The New York Times web site provides a rich set of APIs, as described here: https://developer.nytimes.com/apis You will need to start by signing up for an API key.
Your task is to choose one of the New York Times APIs, construct an interface in R to read in the JSON data, and transform it into an R DataFrame.
Load all the relevant libraries (install packages if none exists)
library(dplyr)
library(stringr)
library(httr)
library(jsonlite)
library(tidyr)
Define the HTTP request and in this case from the NYT website : https://developer.nytimes.com/docs/articlesearch-product/1/routes/articlesearch.json/get Follow the instructions in the link provided above to set an API key for use to access the required data
HTTP_request <- "https://api.nytimes.com/svc/search/v2/articlesearch.json"
Define the search Query in this case to search for business articles
search_query <- "?q=business"
Apply filters to limit the results to business and finance.
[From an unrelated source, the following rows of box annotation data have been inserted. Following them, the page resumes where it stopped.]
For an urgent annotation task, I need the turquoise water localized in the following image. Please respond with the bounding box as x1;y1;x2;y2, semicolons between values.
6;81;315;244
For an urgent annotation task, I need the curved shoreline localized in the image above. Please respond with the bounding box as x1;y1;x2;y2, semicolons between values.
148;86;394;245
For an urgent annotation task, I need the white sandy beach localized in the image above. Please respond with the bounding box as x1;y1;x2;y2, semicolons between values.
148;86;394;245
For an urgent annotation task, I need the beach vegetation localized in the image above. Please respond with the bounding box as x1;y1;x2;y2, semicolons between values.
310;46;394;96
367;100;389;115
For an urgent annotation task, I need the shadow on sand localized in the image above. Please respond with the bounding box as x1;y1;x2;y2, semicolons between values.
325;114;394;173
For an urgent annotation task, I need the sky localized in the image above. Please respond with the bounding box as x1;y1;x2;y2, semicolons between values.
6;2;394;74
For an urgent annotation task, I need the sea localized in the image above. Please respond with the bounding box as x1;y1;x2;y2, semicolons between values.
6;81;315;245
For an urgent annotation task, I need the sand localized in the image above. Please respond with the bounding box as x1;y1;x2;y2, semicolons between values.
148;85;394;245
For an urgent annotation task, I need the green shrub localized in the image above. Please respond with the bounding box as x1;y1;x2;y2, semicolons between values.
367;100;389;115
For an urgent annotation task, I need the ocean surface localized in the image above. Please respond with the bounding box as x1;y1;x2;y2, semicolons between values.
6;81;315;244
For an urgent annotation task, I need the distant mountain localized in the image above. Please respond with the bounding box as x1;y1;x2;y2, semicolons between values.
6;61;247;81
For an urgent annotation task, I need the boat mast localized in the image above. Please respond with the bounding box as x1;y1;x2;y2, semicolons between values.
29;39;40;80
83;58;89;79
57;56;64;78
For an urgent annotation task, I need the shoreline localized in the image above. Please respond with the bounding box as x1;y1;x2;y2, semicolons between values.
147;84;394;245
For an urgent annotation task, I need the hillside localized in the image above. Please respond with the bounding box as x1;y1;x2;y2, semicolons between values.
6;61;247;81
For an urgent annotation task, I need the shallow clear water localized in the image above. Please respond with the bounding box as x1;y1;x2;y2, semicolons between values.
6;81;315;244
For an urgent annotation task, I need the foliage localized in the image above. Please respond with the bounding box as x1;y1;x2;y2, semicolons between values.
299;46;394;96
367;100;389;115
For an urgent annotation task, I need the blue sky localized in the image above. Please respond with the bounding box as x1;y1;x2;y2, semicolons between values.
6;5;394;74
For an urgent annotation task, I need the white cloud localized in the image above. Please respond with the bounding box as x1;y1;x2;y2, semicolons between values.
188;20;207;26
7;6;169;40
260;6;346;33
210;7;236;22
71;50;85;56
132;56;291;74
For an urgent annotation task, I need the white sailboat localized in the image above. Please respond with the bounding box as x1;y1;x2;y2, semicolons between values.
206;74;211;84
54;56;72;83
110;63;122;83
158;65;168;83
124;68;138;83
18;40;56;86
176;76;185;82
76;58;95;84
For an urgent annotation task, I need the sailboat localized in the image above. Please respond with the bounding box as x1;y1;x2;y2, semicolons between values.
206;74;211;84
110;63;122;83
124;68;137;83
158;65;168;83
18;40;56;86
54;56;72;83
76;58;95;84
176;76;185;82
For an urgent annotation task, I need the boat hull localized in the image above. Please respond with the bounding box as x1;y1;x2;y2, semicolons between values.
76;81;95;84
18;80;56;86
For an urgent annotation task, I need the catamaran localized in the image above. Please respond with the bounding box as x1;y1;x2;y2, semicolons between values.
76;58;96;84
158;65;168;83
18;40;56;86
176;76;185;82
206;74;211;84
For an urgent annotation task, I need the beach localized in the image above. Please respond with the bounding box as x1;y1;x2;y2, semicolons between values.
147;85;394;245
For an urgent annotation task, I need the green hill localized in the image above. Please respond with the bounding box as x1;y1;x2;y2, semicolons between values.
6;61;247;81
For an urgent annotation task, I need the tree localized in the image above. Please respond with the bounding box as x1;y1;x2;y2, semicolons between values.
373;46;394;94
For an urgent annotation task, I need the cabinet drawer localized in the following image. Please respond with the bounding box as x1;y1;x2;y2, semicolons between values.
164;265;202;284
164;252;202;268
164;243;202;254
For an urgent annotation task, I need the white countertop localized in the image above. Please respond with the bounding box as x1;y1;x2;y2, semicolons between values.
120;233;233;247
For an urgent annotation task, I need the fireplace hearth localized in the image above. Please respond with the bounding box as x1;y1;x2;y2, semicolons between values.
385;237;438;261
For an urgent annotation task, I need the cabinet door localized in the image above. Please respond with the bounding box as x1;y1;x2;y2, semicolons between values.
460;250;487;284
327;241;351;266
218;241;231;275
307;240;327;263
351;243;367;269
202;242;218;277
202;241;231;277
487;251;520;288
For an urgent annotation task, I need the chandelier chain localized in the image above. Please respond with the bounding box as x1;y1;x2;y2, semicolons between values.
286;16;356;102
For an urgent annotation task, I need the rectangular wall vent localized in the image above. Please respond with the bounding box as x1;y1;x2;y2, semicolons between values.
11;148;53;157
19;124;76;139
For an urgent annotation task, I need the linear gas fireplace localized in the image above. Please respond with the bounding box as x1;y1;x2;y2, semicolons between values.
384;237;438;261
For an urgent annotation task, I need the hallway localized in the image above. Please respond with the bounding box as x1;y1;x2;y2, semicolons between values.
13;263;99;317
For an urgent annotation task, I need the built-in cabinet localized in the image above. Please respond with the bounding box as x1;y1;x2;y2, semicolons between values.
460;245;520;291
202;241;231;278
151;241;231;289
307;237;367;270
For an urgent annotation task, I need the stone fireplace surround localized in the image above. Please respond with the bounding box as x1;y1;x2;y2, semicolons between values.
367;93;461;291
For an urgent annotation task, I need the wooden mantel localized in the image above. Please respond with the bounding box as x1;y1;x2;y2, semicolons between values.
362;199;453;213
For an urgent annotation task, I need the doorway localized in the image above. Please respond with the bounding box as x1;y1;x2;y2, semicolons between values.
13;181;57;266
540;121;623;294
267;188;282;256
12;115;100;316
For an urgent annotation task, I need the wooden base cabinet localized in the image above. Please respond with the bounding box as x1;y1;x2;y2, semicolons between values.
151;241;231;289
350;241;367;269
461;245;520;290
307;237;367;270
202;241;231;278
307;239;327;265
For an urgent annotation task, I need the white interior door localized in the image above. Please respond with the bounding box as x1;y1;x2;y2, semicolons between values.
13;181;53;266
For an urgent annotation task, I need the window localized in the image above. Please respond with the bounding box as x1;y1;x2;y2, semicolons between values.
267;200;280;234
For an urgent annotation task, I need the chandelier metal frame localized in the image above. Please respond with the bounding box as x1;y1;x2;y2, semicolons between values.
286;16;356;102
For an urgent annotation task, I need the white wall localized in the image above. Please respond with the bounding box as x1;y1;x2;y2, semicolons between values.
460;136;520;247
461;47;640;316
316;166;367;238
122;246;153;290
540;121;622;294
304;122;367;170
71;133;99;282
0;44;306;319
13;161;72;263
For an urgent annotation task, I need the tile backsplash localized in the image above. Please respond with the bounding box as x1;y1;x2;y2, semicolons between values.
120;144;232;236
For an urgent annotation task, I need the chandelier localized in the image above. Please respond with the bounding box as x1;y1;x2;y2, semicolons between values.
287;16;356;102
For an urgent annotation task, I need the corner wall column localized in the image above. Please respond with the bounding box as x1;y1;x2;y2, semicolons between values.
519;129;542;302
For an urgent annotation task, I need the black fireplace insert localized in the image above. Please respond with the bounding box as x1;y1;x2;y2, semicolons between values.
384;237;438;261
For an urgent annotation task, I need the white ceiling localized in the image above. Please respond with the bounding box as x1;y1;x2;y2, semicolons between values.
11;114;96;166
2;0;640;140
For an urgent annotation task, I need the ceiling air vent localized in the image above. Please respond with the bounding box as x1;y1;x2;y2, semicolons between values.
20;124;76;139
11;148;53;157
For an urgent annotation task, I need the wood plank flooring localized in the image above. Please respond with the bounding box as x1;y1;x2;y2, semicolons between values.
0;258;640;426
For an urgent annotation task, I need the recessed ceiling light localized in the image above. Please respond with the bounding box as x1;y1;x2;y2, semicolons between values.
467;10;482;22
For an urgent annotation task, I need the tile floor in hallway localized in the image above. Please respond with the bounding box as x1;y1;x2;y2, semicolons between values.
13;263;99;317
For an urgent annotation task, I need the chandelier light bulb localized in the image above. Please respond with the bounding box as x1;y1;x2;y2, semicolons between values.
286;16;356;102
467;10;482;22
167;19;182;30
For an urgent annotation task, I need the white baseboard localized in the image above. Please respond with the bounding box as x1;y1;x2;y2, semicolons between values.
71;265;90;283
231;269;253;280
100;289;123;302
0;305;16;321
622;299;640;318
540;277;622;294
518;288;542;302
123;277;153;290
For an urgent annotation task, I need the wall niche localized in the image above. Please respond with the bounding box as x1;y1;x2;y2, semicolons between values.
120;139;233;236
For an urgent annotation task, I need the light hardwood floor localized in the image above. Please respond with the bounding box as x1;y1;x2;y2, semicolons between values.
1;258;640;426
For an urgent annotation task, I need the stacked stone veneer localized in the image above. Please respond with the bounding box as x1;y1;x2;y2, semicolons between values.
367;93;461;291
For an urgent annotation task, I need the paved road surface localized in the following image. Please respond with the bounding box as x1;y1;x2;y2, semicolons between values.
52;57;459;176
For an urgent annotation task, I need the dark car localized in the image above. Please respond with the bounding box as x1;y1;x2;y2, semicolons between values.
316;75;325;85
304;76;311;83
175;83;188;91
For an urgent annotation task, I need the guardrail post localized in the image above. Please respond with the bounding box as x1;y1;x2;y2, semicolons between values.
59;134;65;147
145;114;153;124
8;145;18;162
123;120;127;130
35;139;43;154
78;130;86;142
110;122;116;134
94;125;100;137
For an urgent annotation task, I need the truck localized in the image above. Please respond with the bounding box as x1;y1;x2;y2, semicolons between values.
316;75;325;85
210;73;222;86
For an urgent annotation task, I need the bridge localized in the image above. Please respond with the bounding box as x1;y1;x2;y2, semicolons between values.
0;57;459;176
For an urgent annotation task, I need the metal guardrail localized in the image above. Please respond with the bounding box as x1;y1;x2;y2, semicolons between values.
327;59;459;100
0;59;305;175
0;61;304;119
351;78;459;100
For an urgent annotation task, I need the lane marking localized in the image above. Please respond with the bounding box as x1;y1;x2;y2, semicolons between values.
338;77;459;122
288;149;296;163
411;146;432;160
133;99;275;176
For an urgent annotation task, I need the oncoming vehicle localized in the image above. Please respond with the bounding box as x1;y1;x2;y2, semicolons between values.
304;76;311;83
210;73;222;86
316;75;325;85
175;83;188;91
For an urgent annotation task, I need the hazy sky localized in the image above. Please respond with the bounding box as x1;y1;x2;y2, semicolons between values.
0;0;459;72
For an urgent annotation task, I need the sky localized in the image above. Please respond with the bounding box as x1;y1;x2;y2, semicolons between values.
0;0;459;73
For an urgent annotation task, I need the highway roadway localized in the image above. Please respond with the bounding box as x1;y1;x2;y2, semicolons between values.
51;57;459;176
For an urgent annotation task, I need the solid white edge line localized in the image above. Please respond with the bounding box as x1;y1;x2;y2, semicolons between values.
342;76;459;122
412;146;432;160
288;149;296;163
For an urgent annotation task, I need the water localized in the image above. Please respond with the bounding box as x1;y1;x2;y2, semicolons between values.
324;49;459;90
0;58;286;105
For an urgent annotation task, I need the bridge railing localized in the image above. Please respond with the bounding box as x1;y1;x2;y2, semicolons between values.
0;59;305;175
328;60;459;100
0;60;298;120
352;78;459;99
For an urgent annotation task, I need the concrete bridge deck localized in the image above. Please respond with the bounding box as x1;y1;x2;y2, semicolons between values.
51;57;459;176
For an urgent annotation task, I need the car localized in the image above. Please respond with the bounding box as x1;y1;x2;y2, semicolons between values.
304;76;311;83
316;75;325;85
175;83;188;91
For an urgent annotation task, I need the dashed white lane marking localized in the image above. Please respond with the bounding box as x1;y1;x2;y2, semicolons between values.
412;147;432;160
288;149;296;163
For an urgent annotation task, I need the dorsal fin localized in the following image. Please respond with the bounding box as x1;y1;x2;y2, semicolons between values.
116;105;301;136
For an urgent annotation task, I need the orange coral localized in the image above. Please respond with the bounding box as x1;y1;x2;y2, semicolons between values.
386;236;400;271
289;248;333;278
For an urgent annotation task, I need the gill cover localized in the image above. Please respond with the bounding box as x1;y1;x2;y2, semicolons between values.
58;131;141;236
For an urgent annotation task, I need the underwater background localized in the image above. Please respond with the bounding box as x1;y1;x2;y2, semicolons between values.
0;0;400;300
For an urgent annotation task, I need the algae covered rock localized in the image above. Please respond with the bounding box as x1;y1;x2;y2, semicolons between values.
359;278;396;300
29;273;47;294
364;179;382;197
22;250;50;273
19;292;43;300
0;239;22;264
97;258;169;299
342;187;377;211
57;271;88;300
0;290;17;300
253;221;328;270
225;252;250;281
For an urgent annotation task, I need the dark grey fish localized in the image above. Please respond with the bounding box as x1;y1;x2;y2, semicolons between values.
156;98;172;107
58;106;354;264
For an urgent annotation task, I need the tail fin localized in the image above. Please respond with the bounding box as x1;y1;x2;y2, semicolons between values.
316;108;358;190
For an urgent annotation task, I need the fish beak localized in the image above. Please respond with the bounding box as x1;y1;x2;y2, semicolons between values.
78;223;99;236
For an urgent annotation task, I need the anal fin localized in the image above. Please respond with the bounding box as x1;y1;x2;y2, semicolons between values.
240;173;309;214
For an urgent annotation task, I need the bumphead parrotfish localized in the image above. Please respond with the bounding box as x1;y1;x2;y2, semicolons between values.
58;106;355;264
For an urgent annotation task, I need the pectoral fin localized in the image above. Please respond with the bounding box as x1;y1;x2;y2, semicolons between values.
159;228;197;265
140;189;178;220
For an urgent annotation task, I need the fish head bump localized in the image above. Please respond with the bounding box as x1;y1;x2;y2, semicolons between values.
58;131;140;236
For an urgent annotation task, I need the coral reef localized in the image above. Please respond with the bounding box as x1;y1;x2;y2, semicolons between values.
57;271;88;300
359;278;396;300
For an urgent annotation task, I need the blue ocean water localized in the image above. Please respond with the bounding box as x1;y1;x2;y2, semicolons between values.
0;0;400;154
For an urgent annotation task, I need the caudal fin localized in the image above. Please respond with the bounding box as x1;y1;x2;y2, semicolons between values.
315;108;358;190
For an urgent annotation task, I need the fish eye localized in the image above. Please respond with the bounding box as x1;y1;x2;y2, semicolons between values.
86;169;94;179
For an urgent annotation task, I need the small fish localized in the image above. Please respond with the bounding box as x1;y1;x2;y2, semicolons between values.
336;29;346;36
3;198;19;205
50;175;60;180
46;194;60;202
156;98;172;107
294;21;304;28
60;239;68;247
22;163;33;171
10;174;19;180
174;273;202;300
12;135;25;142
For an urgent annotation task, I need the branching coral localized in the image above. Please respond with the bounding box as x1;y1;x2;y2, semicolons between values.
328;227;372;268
The following values are allowed: day_of_week, document_type, ingredients, news_desk, pub_month, pub_year, section_name, source, subsection_name, type_of_material
filters <- "&fq=document_type(article)&fq=news_desk(business)&fq=type_of_material(business)&fq=keyword(finance)"
Define the start (01/01/2015) and end dates of today (10/27/2019)
start_date <- "&begin_date=20150101"
end_date <- "&end_date=20191027"
Sort by relevance (other allowable parameters include: oldest and newest)
sort_by <- "&sort=relevance"
Hide API key Include your API key generated from the website into a separate line of code and set the include paramenter in the R code block to FALSE
hidden_API_key <- api_key
business_articles <- fromJSON(paste0(HTTP_request, search_query, filters, start_date, end_date, sort_by, hidden_API_key))
results <- business_articles$response$docs
Follow the link below to see all the possible parameters https://developer.nytimes.com/docs/articlesearch-product/1/routes/articlesearch.json/get
business_df <- data.frame('Date' = format(as.Date(results$pub_date), "%B %d, %Y"),
'news_desk' = results$news_desk,
'Headline' = results$headline$main,
'source' = results$source,
'URL' = results$web_url
)
business_df